Sunday, March 7, 2010

Foreign Favorites: Torpedo

Josep Toutain loved the classic Warner Brothers gangster movies of his youth, so in the early eighties he conceived the idea of a similar antihero and the brutal tales of Torpedo were born. Enrique Sanchez Abuli claimed the writing credits while America illustrator Alex Toth did the drawings for Torpedo's first appearance in a Spanish edition of Warren's Creepy magazine in 1982. The story begins with an orphan boy from southern Italy, Luca Torelli, who grew up in the mean streets of 1936 America, turning to a life of crime for survival. Petty theft and extortion lead to robbery and murder as he moved up the ranks as a top hitman for the mob. After setting the look of the feature, and only two episodes, Toth decided to leave the project in protest over the comic's excessive violence. Fortunately, Toth's successor, Jordi Burnet, quickly made the series his own with his lush moody panels of stylized violence and 1930s period authenticity. An instant international success, the black-and-white stories eventually got the full color treatment, which was somewhat distracting from the earlier moody dark tone of the feature, but could not overshadow the power, cynicism and despair of these dynamic mobster tales.

Monday, March 1, 2010

Comic Art Legend: Bill Everett

Born on May 18, 1917, in Cambridge, Massachusetts, Bill Everett studied at the Vesper George School of Art, soon working on various commercial art jobs before finally landing at the Lloyd Jacquet Comic Shop in 1939. Drawing under his own name and a handful of pseudonyms the artist created some forgotten superheroes (White Streak, Amazing Man, Chameleon) for Centaur, Novelty, and others. But Everett's big break came when he created the Sub-Mariner which made his first appearance in Marvel Comics #1. As a foil to Carl Burgo's Human Torch which also came from the Jacquet shop, Bill's undersea antihero was a major overnight success with his distinct stylized look of triangular head and arched eyebrows. During the early forties, Everett created other underwater heroes and super beings (Hydroman, The Patriot, Music Master) for Eastern Color, Timely, Hillman, and Eastern, before a stint in the armed forces, but all these paled in comparison to his historic Prince Namor character.
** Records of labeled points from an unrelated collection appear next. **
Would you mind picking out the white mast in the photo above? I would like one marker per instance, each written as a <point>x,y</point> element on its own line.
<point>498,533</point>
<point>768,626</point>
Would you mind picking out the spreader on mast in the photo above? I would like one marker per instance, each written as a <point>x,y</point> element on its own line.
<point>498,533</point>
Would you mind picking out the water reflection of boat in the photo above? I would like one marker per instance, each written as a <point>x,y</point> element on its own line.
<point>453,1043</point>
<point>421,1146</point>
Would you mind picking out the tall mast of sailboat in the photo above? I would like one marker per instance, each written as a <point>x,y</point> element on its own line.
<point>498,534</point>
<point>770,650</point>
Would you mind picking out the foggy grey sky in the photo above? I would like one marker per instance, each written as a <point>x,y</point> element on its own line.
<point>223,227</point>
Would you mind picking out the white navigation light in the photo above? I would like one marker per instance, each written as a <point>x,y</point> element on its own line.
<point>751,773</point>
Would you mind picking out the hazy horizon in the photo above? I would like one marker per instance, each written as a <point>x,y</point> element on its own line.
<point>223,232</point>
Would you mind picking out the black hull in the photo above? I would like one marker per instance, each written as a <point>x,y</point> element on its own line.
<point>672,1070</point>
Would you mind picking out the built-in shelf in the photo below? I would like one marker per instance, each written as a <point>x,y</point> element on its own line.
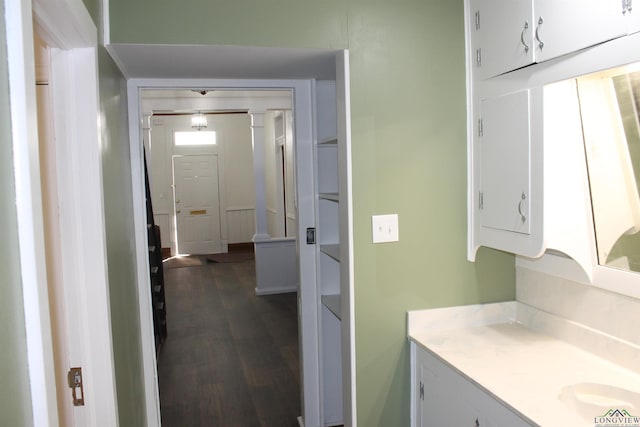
<point>328,141</point>
<point>329,196</point>
<point>334,304</point>
<point>332,250</point>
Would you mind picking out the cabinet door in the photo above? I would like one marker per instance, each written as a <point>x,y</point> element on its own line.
<point>450,399</point>
<point>503,35</point>
<point>564,26</point>
<point>505,163</point>
<point>633,19</point>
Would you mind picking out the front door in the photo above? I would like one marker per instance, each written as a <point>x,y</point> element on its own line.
<point>197,204</point>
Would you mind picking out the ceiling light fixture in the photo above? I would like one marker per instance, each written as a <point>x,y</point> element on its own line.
<point>198,121</point>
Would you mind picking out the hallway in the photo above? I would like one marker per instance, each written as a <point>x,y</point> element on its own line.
<point>231,358</point>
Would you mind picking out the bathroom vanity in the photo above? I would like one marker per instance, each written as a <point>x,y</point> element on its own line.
<point>553,102</point>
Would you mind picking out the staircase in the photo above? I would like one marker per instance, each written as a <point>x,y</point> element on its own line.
<point>155,270</point>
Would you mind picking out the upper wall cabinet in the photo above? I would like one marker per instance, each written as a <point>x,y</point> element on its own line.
<point>507,168</point>
<point>509,34</point>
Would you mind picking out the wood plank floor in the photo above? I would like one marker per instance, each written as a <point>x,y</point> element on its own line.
<point>231,357</point>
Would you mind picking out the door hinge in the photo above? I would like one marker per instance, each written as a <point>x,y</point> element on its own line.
<point>74,377</point>
<point>311,236</point>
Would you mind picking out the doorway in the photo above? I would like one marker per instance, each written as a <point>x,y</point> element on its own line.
<point>298,93</point>
<point>197,204</point>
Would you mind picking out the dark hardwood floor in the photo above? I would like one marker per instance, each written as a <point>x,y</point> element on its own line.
<point>231,357</point>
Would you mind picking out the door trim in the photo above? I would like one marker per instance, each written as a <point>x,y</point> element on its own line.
<point>308,293</point>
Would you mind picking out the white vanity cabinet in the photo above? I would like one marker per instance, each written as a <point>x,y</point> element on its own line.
<point>511,34</point>
<point>443,397</point>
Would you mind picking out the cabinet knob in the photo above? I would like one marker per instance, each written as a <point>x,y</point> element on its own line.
<point>523,199</point>
<point>540,42</point>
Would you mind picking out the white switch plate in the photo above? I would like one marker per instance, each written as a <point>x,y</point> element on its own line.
<point>384,228</point>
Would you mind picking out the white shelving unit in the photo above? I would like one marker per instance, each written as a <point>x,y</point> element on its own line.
<point>331,265</point>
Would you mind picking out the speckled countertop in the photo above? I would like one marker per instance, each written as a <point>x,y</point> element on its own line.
<point>529,371</point>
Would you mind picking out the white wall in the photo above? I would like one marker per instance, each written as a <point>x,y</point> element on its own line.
<point>275,186</point>
<point>235,169</point>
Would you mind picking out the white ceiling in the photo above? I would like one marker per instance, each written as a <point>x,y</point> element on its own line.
<point>222,62</point>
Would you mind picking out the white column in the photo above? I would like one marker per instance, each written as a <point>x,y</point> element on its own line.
<point>257,133</point>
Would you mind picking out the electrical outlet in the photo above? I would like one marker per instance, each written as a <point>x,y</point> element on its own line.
<point>385,228</point>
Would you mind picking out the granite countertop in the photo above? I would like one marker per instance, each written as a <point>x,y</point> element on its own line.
<point>529,371</point>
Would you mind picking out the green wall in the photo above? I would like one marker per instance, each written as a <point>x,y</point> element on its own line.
<point>118,207</point>
<point>408,148</point>
<point>15,397</point>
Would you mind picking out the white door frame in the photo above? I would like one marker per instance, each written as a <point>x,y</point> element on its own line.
<point>66,25</point>
<point>308,293</point>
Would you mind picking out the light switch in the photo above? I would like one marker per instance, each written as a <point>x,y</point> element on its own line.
<point>385,228</point>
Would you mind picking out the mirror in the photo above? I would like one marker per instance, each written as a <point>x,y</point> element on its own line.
<point>609,106</point>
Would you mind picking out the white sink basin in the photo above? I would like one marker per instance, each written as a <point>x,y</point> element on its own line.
<point>591,400</point>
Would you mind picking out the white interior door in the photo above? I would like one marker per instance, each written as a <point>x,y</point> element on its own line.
<point>197,204</point>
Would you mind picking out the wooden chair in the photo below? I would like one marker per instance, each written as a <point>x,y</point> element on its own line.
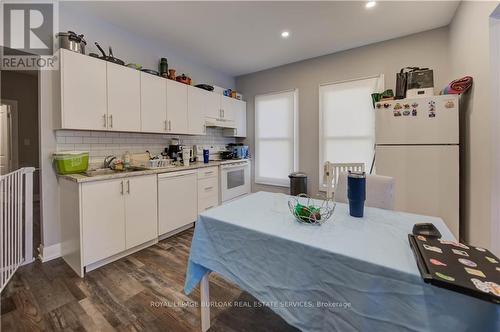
<point>379,191</point>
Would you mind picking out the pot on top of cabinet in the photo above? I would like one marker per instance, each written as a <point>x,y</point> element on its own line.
<point>71,41</point>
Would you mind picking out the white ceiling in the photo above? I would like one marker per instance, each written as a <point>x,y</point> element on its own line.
<point>243,37</point>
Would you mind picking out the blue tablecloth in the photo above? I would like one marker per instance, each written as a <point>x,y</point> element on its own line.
<point>348,274</point>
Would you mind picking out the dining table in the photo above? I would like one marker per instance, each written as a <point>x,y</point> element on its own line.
<point>347,274</point>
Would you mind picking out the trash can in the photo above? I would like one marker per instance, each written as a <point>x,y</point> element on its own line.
<point>298,183</point>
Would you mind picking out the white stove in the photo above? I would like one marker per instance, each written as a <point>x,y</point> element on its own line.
<point>234,179</point>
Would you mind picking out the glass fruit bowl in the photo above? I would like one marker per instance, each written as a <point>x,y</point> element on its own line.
<point>311,211</point>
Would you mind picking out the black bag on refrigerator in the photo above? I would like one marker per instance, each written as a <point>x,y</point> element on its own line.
<point>401,79</point>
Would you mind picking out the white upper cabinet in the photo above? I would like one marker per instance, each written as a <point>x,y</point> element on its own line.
<point>213,109</point>
<point>197,104</point>
<point>99,95</point>
<point>83,92</point>
<point>153,103</point>
<point>227,106</point>
<point>124,98</point>
<point>177,119</point>
<point>240,118</point>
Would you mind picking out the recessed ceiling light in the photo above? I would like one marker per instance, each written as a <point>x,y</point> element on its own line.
<point>370,4</point>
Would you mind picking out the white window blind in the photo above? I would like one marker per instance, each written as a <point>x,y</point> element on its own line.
<point>347,121</point>
<point>275,137</point>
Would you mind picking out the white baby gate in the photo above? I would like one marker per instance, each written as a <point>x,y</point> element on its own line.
<point>16,222</point>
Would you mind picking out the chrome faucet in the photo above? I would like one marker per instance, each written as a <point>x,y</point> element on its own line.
<point>108,160</point>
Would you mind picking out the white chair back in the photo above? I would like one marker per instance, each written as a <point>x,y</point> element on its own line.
<point>379,191</point>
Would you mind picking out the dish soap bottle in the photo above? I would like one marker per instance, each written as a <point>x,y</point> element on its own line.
<point>126,160</point>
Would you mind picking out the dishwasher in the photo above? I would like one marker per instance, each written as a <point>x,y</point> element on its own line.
<point>177,200</point>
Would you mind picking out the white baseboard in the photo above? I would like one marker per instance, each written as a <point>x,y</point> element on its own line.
<point>50,252</point>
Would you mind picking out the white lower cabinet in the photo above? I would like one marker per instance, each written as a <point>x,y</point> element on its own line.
<point>141,216</point>
<point>117,215</point>
<point>177,200</point>
<point>103,220</point>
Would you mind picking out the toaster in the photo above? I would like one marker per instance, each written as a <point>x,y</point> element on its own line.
<point>420,83</point>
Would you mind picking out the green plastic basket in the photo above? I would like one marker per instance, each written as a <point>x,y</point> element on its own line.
<point>71,162</point>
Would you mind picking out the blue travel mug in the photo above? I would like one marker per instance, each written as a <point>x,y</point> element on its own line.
<point>205,156</point>
<point>356,193</point>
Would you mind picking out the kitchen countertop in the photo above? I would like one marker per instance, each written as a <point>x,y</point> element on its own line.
<point>81,178</point>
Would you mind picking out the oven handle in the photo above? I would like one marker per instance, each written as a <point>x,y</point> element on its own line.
<point>226,167</point>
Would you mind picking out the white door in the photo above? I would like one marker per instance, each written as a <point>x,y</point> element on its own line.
<point>227,106</point>
<point>177,107</point>
<point>417,121</point>
<point>197,99</point>
<point>240,118</point>
<point>124,98</point>
<point>141,213</point>
<point>103,219</point>
<point>213,108</point>
<point>426,179</point>
<point>5,140</point>
<point>83,92</point>
<point>153,103</point>
<point>177,201</point>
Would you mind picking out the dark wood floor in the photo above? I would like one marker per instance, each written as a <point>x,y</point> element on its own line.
<point>131,294</point>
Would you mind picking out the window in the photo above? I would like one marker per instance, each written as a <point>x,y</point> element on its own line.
<point>275,137</point>
<point>347,122</point>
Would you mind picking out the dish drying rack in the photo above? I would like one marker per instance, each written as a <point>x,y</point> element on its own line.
<point>143,161</point>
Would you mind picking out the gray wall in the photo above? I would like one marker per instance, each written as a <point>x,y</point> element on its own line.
<point>133,48</point>
<point>427,49</point>
<point>469,45</point>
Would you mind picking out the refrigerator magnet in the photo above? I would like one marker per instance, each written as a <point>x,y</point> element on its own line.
<point>444,276</point>
<point>460,252</point>
<point>491,260</point>
<point>475,272</point>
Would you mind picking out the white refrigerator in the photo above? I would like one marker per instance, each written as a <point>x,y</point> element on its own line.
<point>417,143</point>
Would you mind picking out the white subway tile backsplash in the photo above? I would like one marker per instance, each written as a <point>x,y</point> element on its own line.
<point>101,144</point>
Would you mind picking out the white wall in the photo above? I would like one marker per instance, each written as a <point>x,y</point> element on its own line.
<point>469,43</point>
<point>427,49</point>
<point>133,48</point>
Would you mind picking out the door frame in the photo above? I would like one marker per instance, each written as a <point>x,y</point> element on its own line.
<point>13,104</point>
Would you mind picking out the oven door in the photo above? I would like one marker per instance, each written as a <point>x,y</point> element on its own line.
<point>235,181</point>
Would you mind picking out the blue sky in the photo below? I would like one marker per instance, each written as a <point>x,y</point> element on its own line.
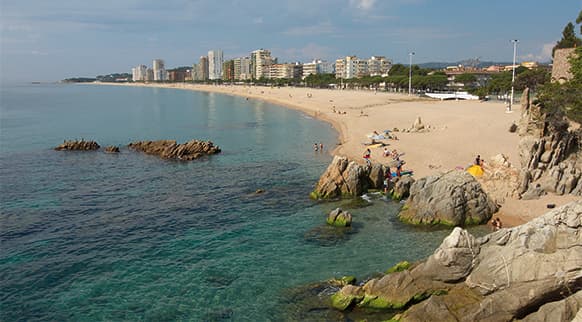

After the war, he returned to Timely to work on Sub-Mariner and his companion book Namorita, before switching to produce a large number of horror tales for Atlas in the 1950s. After a short return to Sub-Mariner, Bill left comics for the more lucrative field of commercial art until 1964. He returned to Marvel Comics to work on a new crop of superhero titles and got the chance to once again to work on his creation and revitalize the series for a new generation. Just when Everett was making a name for himself with new readers the artist took suddenly ill and passed away on February 27, 1973. But so liked was the man by his peers, the Academy of Comic Book Arts set up a fund for indigent artists in his name to help the less fortunate.